Researchers from Canada and the USA evaluated the safety and efficacy of the intercellular adhesion molecule 1 (ICAM-1) antisense phosphorothioate oligonucleotide, alicaforsen (ISIS 2302), in Crohn's disease.
A total of 299 active (Crohn's disease activity index (CDAI) 200-350), steroid-dependent (prednisone 10-40 mg) Crohn's patients were included in the study.
The patients had a mean baseline CDAI of 276 and steroid dose of 23 mg/day.
Individuals were randomized into 3 treatment groups. These were placebo versus alicaforsen (2 mg/kg intravenously 3 times a week) for 2 or 4 weeks.
Patients were treated in months 1 and 3, with steroid withdrawal attempted by week 10.
|Successful steroid withdrawal:|
The primary end point (steroid-free remission) was a CDAI < 150, off steroids at the end of week 14.

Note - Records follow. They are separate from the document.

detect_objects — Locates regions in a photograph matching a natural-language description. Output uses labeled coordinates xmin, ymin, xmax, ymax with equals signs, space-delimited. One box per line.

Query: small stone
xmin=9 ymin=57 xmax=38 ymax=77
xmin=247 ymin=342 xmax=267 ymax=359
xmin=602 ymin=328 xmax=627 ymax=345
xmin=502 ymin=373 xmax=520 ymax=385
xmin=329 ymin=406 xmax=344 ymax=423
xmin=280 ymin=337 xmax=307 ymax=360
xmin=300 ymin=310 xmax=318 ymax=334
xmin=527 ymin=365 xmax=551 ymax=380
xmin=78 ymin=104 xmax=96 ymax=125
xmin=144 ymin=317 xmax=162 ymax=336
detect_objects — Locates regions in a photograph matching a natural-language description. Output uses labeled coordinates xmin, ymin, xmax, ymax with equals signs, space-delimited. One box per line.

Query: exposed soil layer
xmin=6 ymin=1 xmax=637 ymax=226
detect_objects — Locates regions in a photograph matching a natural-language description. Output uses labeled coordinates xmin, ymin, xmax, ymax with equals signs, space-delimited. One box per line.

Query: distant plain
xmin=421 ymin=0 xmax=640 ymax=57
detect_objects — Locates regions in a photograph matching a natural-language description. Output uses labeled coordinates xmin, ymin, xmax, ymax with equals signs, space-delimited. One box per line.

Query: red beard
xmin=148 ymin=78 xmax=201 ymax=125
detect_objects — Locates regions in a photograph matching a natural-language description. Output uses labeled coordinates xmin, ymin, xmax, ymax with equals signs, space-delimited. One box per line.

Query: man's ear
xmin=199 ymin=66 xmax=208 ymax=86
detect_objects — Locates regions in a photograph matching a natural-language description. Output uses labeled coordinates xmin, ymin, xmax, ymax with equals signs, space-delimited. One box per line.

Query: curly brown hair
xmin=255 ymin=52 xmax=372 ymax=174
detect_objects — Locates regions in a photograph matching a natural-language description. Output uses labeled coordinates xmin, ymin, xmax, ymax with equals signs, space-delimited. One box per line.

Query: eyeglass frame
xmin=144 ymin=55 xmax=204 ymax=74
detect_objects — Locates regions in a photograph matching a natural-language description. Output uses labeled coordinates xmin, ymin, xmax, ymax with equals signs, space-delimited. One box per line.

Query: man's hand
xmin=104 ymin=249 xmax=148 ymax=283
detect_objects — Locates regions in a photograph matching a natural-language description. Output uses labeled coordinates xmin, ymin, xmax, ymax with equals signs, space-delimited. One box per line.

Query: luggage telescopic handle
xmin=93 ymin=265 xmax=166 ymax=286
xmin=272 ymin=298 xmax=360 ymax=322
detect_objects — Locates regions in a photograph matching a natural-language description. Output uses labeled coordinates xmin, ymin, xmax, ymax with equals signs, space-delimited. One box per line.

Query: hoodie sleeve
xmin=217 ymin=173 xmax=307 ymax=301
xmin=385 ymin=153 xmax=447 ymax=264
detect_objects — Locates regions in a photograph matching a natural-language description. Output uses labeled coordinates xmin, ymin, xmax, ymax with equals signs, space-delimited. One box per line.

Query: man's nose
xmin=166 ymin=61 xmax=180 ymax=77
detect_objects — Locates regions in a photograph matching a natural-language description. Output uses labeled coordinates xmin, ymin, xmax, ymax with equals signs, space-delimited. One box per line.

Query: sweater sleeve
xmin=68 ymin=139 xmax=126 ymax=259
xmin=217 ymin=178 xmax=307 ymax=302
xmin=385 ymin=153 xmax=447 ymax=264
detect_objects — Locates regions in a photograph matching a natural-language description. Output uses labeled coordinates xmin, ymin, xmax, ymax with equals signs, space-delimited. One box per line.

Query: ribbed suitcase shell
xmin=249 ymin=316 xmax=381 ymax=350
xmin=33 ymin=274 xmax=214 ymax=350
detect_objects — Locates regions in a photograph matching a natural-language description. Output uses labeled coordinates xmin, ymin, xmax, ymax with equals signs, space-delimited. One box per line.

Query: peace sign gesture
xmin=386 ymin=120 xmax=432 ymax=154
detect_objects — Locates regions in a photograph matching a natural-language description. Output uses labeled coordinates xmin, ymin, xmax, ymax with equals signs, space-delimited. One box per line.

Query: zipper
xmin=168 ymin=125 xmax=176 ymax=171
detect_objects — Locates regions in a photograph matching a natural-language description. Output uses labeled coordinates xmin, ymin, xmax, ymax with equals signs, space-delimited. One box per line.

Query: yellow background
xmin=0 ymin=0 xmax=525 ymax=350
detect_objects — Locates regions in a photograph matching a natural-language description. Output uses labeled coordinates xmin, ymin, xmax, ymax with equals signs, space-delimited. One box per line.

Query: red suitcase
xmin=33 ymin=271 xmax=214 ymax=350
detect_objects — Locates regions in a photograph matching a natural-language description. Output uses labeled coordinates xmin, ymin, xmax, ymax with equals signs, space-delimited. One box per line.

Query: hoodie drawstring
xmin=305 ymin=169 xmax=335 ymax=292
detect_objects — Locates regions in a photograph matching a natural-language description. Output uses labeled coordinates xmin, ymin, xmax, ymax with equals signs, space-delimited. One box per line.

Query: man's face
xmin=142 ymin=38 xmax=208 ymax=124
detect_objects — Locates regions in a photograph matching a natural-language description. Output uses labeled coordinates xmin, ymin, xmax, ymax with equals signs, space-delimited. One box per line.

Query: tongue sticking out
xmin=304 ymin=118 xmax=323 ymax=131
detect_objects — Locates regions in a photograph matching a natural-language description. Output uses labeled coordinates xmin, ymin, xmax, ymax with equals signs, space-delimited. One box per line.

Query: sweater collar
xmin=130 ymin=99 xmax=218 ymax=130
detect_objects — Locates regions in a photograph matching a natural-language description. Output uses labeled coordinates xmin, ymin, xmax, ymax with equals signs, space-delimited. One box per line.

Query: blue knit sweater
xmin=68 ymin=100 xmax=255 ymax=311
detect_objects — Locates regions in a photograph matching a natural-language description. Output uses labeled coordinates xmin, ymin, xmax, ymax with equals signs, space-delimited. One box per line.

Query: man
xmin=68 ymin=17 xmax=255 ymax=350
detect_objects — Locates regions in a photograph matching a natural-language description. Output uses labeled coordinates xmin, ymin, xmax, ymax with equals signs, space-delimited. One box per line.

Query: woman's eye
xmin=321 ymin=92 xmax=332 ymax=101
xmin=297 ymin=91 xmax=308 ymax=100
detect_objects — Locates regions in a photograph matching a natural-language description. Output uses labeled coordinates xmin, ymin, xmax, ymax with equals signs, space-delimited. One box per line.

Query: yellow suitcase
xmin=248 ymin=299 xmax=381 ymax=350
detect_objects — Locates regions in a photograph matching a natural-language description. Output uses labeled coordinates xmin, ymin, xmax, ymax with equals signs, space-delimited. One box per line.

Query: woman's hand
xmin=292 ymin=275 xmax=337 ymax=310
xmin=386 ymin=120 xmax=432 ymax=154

The authors found that rates of steroid-free remission were equivalent for the 2- and 4-week alicaforsen groups (20% and 21%) and the placebo group (19%).
At week 14, steroid withdrawal was successful in more alicaforsen patients compared with placebo treated patients (78% vs 64%).
Steroid-free remission was highly correlated with exposure. Other clinical responses were also correlated with exposure.
CDAI scores decreased by 136 at week 14 versus 52 for placebo. In addition, inflammatory bowel disease questionnaire score improved by 43 versus 15 points for placebo.
Dr Bruce Yacyshyn, of the University of Alberta, Edmonton, Alberta, Canada, concluded on behalf of his colleagues, "Although the primary outcomes failed to demonstrate efficacy, pharmacodynamic modeling suggests that alicaforsen (ISIS 2302) may be an effective therapy for steroid-dependent Crohn's disease."